Comparative modeling of VX-809 bound to TMD1 F508del reveals local stability changes including the TMD1 domain-domain interfaces. (A) VX-809 chemical structure. (B) VX-809 docked to 6MSM CFTR structure in a putative binding site recently published by two parallel studies [16,17]. Interactions with important residues are shown in blue, VX-809 is shown in green with colored hetero-atoms. (C) Average residue Cα RMSD of the lowest scoring 100 inactive state F508del+VX-809 models subtracted from the Cα RMSD of the lowest scoring 100 inactive state F508del models mapped on 5UAK. Here, red represents region where the RMSD was higher in F508del +VX-809 than F508del alone, and blue represents regions where the RMSD was lower hence the structure was stabilized by VX-809. The inset shows the RMSD of the region surrounding VX-809 demonstrates reduced RMSD. (D) Average residue Cα RMSD of the lowest scoring 100 inactive state F508del+VX-809 models subtracted from the Cα RMSD of the lowest scoring 100 inactive state F508del models mapped on 6MSM. (E) Quantification of the residue-residue interactions at the TMD1/NBD2 interface across the lowest scoring 100 models.
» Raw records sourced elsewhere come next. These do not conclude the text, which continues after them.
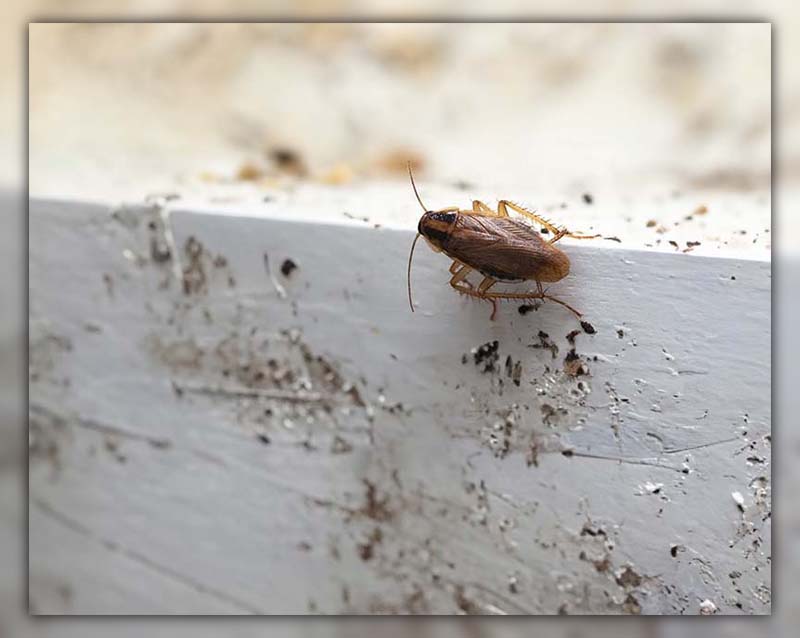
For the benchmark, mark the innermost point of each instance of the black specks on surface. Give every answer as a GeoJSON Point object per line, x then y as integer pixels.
{"type": "Point", "coordinates": [588, 328]}
{"type": "Point", "coordinates": [288, 267]}
{"type": "Point", "coordinates": [486, 355]}
{"type": "Point", "coordinates": [574, 365]}
{"type": "Point", "coordinates": [545, 343]}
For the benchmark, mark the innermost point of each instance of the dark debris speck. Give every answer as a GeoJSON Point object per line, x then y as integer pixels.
{"type": "Point", "coordinates": [588, 328]}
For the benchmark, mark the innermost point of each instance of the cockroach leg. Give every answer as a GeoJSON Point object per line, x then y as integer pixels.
{"type": "Point", "coordinates": [482, 209]}
{"type": "Point", "coordinates": [487, 283]}
{"type": "Point", "coordinates": [565, 233]}
{"type": "Point", "coordinates": [494, 296]}
{"type": "Point", "coordinates": [557, 232]}
{"type": "Point", "coordinates": [503, 203]}
{"type": "Point", "coordinates": [459, 275]}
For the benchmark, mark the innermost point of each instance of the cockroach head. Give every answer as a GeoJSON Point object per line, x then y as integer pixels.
{"type": "Point", "coordinates": [436, 226]}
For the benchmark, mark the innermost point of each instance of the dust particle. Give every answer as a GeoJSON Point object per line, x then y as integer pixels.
{"type": "Point", "coordinates": [289, 161]}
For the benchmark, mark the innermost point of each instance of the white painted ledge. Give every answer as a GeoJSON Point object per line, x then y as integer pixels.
{"type": "Point", "coordinates": [230, 450]}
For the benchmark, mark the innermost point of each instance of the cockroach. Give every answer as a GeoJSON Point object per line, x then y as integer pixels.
{"type": "Point", "coordinates": [497, 246]}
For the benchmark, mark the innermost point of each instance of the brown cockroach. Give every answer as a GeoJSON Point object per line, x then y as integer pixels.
{"type": "Point", "coordinates": [497, 246]}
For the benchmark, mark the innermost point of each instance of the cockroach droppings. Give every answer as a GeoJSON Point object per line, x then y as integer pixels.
{"type": "Point", "coordinates": [288, 267]}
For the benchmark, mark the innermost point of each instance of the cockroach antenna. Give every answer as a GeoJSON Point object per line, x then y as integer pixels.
{"type": "Point", "coordinates": [410, 302]}
{"type": "Point", "coordinates": [411, 254]}
{"type": "Point", "coordinates": [414, 186]}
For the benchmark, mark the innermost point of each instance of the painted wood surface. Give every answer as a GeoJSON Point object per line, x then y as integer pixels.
{"type": "Point", "coordinates": [213, 431]}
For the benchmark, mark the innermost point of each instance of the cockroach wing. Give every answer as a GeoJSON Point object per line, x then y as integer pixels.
{"type": "Point", "coordinates": [505, 249]}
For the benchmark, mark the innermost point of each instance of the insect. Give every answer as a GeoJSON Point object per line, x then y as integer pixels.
{"type": "Point", "coordinates": [497, 246]}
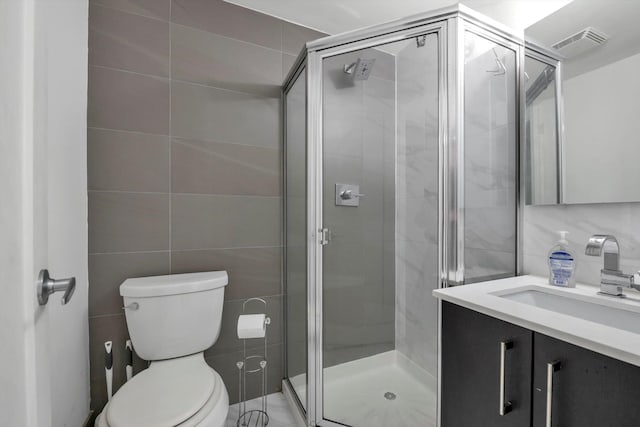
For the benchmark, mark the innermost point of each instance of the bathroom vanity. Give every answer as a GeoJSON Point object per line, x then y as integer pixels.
{"type": "Point", "coordinates": [518, 352]}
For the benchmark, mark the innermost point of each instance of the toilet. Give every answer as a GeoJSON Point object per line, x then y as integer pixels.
{"type": "Point", "coordinates": [172, 320]}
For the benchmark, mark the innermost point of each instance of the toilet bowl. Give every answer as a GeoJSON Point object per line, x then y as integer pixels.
{"type": "Point", "coordinates": [172, 320]}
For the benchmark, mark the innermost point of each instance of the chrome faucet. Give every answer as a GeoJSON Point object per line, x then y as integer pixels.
{"type": "Point", "coordinates": [612, 279]}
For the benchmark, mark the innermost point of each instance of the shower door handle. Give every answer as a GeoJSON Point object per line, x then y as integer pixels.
{"type": "Point", "coordinates": [325, 236]}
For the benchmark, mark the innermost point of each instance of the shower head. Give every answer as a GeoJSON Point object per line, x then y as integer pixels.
{"type": "Point", "coordinates": [361, 69]}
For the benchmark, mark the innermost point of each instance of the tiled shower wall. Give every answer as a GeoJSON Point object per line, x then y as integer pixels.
{"type": "Point", "coordinates": [184, 161]}
{"type": "Point", "coordinates": [417, 204]}
{"type": "Point", "coordinates": [359, 272]}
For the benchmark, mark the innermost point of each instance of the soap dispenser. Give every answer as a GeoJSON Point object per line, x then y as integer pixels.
{"type": "Point", "coordinates": [562, 263]}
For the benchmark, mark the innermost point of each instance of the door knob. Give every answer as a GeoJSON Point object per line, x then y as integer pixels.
{"type": "Point", "coordinates": [47, 286]}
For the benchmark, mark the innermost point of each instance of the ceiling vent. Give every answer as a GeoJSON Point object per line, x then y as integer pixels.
{"type": "Point", "coordinates": [581, 42]}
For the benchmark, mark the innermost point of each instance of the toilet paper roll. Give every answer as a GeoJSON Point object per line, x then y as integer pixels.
{"type": "Point", "coordinates": [251, 326]}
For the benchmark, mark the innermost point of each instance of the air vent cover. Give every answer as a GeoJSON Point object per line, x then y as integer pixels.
{"type": "Point", "coordinates": [581, 42]}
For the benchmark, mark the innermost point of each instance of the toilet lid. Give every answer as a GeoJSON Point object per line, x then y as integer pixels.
{"type": "Point", "coordinates": [166, 394]}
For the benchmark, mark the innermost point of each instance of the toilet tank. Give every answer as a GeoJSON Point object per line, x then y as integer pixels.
{"type": "Point", "coordinates": [175, 315]}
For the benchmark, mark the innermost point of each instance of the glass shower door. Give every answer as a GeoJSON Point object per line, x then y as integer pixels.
{"type": "Point", "coordinates": [380, 204]}
{"type": "Point", "coordinates": [296, 241]}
The box limits represent the upper and lower quartile with a line at the median, the whiskers represent 1.5 times the interquartile range, statistical significance was calculated with a Mann–Whitney U test and p-values are depicted by * < 0.05, ** < 0.01, and **** < 0.0001. (F) Quantification of the residue-residue interactions at the TMD1/TMD2 interface across the lowest scoring 100 models.